Cassie looked at her grandmother, and then back at Jason. Her gaze refocused at that spot on the wall while she thought it over. She nodded. Her voice was barely audible.
"OK. I'll try it."
Jason and his grandmother looked at each other, totally stunned. They had been expecting a crisis, or an argument, or having to spend a long time trying to reason with her. It turned out none of that was necessary. It turned out Cassie was aware that the only hope she had of regaining her sanity was to leave Wisconsin. As for what she would do upon getting to Danube City, she took it for granted Jason would help her get set up.
"So...you're...like...OK with it? Going to Danube City with me?"
"I said I'd go, Jason. I already told you that."
Her eyes stayed fixed to that spot on the wall. She had nothing more to say, but she knew something that her brother and grandmother could not have known. Her departure would not be temporary. Once she left, she could never come back.
Upon landing in Newark, Cecilia rode as a passenger into her old neighborhood. The area looked as bleak as ever. In fact, if anything it looked even worse than it had when she left. She noticed the bus station from where she had left now was a check-cashing place. Ain't that just great, she thought to herself. Just what we need, another fuckin' check cashin' place. A few more row houses leading up to the tenements were abandoned, either burned out or converted to crack houses. The tenement buildings rose above the bleak landscape, as grim and forbidding as ever. The hopelessness of the neighborhood quickly closed in on the young student, a feeling that the area was reaching out to grab her and suck her back into the abyss.
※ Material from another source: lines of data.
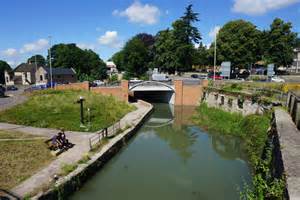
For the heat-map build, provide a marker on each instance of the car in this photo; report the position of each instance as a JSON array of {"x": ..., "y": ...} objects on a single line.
[
  {"x": 135, "y": 80},
  {"x": 194, "y": 76},
  {"x": 277, "y": 79},
  {"x": 11, "y": 88},
  {"x": 216, "y": 76},
  {"x": 160, "y": 77}
]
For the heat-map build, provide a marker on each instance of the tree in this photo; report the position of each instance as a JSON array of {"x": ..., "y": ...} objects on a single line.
[
  {"x": 201, "y": 57},
  {"x": 281, "y": 41},
  {"x": 136, "y": 58},
  {"x": 164, "y": 48},
  {"x": 118, "y": 59},
  {"x": 237, "y": 42},
  {"x": 85, "y": 62},
  {"x": 3, "y": 66},
  {"x": 40, "y": 60}
]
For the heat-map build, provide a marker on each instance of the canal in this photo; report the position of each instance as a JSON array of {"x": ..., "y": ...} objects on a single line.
[{"x": 170, "y": 159}]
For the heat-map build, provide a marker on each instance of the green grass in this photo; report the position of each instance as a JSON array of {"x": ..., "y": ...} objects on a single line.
[
  {"x": 7, "y": 134},
  {"x": 58, "y": 109},
  {"x": 252, "y": 128},
  {"x": 21, "y": 159}
]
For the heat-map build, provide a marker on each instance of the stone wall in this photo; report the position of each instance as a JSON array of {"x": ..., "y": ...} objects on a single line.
[
  {"x": 120, "y": 92},
  {"x": 188, "y": 95},
  {"x": 74, "y": 86},
  {"x": 232, "y": 103}
]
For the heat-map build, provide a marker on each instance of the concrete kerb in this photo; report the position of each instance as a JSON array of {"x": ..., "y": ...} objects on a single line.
[{"x": 73, "y": 181}]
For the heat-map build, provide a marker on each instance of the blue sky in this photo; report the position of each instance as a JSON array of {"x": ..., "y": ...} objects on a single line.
[{"x": 104, "y": 26}]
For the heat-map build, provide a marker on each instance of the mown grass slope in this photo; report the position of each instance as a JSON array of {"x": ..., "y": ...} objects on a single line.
[{"x": 59, "y": 109}]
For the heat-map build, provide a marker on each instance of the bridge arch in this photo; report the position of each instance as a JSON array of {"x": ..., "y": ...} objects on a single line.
[{"x": 152, "y": 83}]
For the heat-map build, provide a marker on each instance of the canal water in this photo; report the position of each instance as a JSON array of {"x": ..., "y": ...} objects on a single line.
[{"x": 170, "y": 159}]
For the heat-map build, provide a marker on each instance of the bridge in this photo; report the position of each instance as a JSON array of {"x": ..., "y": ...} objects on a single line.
[{"x": 177, "y": 92}]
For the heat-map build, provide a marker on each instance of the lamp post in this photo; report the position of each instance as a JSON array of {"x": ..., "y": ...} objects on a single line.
[
  {"x": 80, "y": 101},
  {"x": 50, "y": 62}
]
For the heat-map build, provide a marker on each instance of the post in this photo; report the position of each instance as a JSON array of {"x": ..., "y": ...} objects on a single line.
[
  {"x": 215, "y": 56},
  {"x": 50, "y": 63}
]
There was one detail that struck Cecilia immediately. The graffiti was completely different. The area was under armed occupation by a rival gang, the same group of thugs who had murdered her brothers and were still killing off their associates. She looked around to see how permanent the change seemed to be, searching for clues such as the faces and colors around her old tenement building. Everything, especially the clothing and the symbols on the walls, was different. She did not recognize any of the young people floating around the complex. She knew that she had entered enemy territory.
Cecilia's tough driver pulled up to the entrance of her mother's building and let her off at the entrance. She thought about going straight upstairs to her mother's apartment, knowing that she probably was not safe if she stayed in the hallway. If anyone recognized her as Raul Sanchez's sister there could be trouble for her, even though she had been estranged from him. However, she couldn't go up the stairs quite yet. Something pulled her to go through the lower level to the back door, where a group of young boys of various ages were milling around in the playground outside. There was one boy in particular that caught her attention. She walked up to him, to get a better look.